Fibre optic sights are all the rage these days and I thought I should try them out to see if they're useful. Problem is that they are hard to get here, I don't want to wait for an internet order and I'm cheap.

A tiny length of fluoro green weed trimmer line to the rescue!









This piece is 6mm long x-shaped nylon line, lightly glued on with super glue, easily removed.









Works really well in daylight. In low light it doesn't glow, but you get a clear "x" sighting silhouette against a bright target.
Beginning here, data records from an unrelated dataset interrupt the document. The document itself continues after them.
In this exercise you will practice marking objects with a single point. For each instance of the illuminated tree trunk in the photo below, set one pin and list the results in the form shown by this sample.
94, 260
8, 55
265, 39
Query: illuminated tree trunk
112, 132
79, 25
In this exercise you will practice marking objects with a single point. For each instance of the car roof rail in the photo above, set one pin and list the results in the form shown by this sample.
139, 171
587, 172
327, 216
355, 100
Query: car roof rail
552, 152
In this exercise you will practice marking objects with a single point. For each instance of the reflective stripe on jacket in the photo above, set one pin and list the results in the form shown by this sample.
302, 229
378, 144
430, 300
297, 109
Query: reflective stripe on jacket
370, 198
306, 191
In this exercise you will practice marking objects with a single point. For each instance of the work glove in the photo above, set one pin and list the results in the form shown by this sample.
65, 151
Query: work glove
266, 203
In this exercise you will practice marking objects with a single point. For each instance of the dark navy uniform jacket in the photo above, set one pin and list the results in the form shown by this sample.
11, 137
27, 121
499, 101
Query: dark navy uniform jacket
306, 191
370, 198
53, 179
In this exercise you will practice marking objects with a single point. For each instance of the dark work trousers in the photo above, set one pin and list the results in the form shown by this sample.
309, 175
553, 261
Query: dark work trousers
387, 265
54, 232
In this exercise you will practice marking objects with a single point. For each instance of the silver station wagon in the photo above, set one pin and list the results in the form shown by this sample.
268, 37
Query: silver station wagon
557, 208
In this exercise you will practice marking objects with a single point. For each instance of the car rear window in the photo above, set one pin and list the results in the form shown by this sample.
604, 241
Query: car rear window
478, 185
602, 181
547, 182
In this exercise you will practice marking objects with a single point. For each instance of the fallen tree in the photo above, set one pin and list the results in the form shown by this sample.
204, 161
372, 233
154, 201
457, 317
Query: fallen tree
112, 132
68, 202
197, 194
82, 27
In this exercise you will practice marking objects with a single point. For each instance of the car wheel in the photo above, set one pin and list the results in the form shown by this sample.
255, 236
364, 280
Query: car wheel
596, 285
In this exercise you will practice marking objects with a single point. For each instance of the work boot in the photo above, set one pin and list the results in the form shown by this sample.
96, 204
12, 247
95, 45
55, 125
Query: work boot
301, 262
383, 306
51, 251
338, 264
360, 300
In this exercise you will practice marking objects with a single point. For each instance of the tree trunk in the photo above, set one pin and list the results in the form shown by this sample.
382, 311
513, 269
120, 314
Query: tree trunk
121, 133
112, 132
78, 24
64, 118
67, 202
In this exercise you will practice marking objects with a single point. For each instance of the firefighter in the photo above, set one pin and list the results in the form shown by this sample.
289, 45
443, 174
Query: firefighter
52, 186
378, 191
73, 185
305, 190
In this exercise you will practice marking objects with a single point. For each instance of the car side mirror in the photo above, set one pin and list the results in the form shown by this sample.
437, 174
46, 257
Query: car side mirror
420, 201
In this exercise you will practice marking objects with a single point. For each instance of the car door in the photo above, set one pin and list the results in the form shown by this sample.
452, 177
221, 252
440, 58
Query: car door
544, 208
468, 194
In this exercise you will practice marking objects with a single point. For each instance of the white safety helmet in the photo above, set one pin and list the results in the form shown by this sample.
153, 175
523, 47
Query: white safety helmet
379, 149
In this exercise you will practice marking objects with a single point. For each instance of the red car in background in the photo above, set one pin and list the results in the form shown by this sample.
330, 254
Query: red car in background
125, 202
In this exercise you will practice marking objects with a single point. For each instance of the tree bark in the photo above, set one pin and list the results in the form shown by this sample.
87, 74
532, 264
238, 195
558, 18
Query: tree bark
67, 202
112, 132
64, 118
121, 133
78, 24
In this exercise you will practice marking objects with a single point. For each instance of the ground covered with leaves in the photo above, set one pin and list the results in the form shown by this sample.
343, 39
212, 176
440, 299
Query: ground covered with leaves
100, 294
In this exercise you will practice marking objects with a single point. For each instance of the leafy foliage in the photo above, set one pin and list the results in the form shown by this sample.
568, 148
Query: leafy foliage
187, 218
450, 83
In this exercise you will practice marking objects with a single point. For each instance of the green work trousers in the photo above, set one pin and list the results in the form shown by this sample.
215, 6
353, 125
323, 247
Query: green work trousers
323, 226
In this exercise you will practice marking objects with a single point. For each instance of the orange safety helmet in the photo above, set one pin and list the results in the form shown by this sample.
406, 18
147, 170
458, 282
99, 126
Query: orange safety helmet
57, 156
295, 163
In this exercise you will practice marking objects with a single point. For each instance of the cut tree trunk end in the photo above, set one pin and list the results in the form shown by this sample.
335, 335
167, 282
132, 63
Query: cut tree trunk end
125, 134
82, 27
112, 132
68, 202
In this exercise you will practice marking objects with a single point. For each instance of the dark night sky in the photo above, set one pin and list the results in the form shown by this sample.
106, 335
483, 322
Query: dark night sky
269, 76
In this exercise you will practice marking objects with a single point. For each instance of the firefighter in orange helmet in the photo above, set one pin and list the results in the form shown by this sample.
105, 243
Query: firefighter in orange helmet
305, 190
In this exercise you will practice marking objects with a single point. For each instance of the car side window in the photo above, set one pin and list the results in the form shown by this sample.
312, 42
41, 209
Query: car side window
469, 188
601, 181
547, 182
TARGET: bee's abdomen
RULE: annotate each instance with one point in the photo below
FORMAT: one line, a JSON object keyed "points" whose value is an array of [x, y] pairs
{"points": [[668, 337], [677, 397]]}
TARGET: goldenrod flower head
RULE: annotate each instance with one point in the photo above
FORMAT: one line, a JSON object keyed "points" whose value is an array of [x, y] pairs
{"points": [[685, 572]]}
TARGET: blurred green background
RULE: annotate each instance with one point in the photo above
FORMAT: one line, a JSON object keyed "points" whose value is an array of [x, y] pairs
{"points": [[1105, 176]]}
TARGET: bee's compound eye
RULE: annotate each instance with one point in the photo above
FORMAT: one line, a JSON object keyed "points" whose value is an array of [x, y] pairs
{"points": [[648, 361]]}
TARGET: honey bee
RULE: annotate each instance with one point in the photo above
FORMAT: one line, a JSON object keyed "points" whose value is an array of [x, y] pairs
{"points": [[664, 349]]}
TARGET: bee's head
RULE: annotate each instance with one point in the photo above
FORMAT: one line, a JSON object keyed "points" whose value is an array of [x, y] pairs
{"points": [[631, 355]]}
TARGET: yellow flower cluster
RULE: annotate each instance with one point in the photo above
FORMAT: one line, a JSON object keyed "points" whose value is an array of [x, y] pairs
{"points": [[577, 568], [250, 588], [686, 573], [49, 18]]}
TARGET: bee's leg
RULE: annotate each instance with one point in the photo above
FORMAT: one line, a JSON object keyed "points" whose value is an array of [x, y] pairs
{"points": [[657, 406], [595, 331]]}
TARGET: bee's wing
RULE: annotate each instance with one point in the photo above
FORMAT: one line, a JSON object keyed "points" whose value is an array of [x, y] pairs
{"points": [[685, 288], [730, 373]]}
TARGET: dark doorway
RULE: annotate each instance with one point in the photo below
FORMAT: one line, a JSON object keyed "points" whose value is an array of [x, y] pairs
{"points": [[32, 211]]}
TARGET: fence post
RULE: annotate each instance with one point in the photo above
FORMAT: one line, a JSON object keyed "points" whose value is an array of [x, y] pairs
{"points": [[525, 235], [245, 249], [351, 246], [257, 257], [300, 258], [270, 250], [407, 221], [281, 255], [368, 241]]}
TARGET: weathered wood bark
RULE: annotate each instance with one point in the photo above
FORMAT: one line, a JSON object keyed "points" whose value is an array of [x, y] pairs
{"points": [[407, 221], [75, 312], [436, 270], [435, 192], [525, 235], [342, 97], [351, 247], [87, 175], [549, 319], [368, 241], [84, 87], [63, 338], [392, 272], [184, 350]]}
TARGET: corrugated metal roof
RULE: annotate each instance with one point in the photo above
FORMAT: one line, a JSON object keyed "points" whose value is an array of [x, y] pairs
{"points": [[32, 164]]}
Worth trying if you're a reference point aimer.


----------



## BushpotChef (Oct 7, 2017)

Thats pretty cool man that x is awesome! 

Sent using two thumbs and Tapatalk.


----------



## Ibojoe (Mar 13, 2016)

Never thought of the X. That's a good idea.


----------



## MakoPat (Mar 12, 2018)

Whoa! MacGuyver Award goes to Ash.
That is so simple and genius.

Is that Despicable Me?


----------



## BushpotChef (Oct 7, 2017)

Had a chunk of FO left from some custom sights I made a while back. A quick drip of CA **** in the OP and voila! Im stunned how well this works with both eyes open its like a reflex sight lol.

Thanks for the inspiration man!


----------



## BushpotChef (Oct 7, 2017)

MakoPat said:


> Whoa! MacGuyver Award goes to Ash.
> That is so simple and genius.
> 
> Is that Despicable Me?


Gru*

And yes. Haha

Sent using two thumbs and Tapatalk.


----------



## ash (Apr 23, 2013)

Yeah, that's a little figurine from a Kinder Surprise. I've been saving it for trick shots.


----------



## SLINGDUDE (Aug 15, 2018)

Fantastic idea! Thanks for sharing!


----------